This week, our choices are:

November 12 New Releases

Barrio America: How Latino Immigrants Saved the American City by A. K. Sandoval-Strausz, Basic Books | This book is a gripping, necessary, and eye-opening addition to the voices calling for equality in America. Award-winning historian and author A.K. Sandoval-Strausz need not raise his voice to convince you that migrants were and are integral to the growth and revitalization of previously dangerous neighborhoods in American cities. His research focuses on two locations—Chicago's Little Village and Dallas's Oak Cliff—and vividly describes their deteriorated states and then reveals their unexpected saviors.

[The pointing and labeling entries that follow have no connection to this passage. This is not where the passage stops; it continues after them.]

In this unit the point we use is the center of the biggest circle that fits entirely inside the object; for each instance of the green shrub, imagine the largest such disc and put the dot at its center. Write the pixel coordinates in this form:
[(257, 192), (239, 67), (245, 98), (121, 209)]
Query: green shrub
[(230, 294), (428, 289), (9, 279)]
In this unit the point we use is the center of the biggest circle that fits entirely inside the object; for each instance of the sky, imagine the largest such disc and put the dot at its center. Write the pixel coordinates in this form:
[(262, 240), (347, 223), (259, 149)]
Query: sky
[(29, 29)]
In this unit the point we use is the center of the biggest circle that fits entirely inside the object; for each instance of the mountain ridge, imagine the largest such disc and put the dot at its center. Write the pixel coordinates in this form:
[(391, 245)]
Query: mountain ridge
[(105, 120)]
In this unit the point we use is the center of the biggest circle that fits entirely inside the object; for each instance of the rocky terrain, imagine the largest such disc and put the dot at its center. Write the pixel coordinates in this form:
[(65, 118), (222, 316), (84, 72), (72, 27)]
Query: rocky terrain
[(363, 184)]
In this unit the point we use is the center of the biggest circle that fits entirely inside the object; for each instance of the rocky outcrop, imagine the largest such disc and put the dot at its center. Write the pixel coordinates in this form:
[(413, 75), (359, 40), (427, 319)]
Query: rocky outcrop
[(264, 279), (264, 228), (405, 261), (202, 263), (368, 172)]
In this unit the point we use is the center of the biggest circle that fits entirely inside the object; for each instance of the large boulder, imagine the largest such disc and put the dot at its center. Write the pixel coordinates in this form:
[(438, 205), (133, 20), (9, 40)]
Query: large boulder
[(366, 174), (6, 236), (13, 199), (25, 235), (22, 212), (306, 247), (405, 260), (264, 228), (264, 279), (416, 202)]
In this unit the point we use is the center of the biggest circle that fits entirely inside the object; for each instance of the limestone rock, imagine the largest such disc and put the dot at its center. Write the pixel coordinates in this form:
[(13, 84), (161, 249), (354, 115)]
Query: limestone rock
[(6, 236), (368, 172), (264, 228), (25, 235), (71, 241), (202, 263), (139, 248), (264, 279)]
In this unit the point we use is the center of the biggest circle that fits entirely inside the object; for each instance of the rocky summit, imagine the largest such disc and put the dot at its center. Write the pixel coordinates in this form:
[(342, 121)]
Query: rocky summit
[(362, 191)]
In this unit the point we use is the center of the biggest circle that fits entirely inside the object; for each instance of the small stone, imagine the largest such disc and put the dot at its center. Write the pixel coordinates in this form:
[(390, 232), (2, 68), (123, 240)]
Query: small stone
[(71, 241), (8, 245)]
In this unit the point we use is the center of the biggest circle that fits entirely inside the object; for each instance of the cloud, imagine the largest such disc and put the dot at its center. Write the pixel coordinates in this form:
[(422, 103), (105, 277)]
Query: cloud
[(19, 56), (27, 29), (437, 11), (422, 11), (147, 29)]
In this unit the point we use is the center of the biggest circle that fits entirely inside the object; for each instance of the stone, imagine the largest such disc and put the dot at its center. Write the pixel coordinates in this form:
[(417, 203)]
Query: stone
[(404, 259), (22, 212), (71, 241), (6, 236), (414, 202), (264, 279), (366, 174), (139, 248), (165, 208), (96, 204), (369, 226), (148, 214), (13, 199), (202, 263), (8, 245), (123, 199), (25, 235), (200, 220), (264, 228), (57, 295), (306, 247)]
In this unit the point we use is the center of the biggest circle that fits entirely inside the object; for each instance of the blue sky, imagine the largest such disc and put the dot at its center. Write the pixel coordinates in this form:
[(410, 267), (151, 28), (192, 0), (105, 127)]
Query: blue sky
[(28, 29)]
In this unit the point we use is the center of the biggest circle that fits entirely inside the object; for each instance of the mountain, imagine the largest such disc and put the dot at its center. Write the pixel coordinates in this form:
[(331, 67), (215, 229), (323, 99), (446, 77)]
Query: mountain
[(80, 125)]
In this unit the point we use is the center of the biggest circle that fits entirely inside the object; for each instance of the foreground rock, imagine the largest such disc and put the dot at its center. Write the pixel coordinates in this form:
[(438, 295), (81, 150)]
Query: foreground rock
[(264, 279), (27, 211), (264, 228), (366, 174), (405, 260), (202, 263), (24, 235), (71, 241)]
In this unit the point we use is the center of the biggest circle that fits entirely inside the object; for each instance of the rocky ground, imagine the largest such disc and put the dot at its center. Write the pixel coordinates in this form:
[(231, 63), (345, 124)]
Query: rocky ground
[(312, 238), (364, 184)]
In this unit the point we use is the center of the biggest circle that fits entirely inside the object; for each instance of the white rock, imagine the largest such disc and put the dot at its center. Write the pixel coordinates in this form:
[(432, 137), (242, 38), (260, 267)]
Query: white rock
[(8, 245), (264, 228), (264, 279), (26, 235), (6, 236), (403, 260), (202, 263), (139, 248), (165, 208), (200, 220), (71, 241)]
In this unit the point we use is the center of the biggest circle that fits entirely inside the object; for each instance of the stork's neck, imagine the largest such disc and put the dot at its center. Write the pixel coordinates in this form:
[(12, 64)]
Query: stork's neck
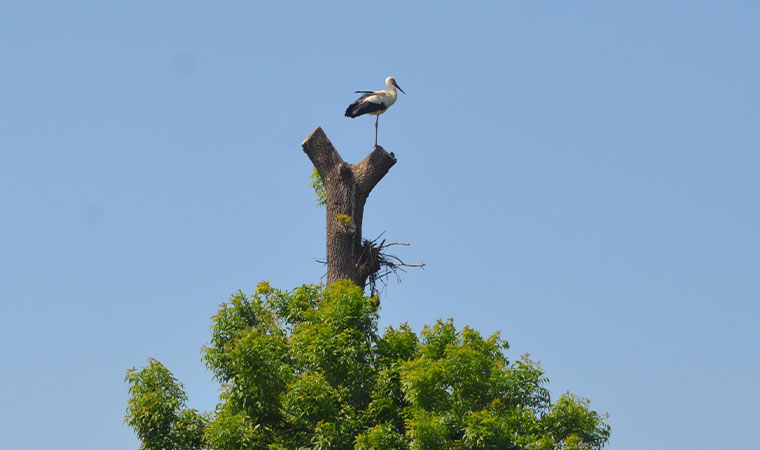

In a country divided by "them" versus "us," it is so refreshing to read that "the arrival of tens of thousands of people from Mexico and other Latin American countries had already begun to repopulate and revitalize the neighborhood as they supplanted departing residents." Barrio America is documentation of the resilience, power, and positive influence of Hispanic immigrants and migrants with a focus on the neighborhoods' individuals. It's a fact-based and more modest version of a from-rags-to-riches story that celebrates community and the underappreciated people who persevere and improve life in a place that may not always be particularly welcoming. (GMC)

Good Economics for Hard Times: Better Answers to Our Biggest Problems by Abhijit V. Banerjee & Esther Duflo, PublicAffairs | There is a popular argument in the immigration debate in this country (and many others) that we should only let in “high-skilled” workers who can contribute to the economy, but the data shows that it is such highly skilled workers who are more likely to take existing jobs away from those already here, and that “low-skilled” immigrants actually contribute more to growing the local economy and overall well-being of the communities they arrive in (see Gabbi’s write-up of Barrio America above for how this has played out in American cities). It is this kind of demystification, with data to back it up, that makes Good Economics for Hard Times such a cogent and necessary read. Nobel prize winning development economists Banerjee and Duflo examine the future of economic growth, the environmental costs it may entail, why the trade-off between the two is so tricky, and who should bear the cost of addressing climate change. They tackle issues from immigration and trade to the rise of automation, inequality, and nationalism worldwide. The simple fact is that “too many politicians do not try to hide their contempt for the poor and disadvantaged,” and they use that contempt as a way to divide us. The authors offer evidence that the best way to combat such prejudice—and the politicians that play into it—is to engage voters on other policy issues (particularly economic issues) that override allegiance to identity politics, and that put human dignity back at the center of our economic priorities and policy debate. It is a debate, the authors suggest, that we must all engage in, because even these economists believe that “Economics is too important to be left to economists.” (DJJS)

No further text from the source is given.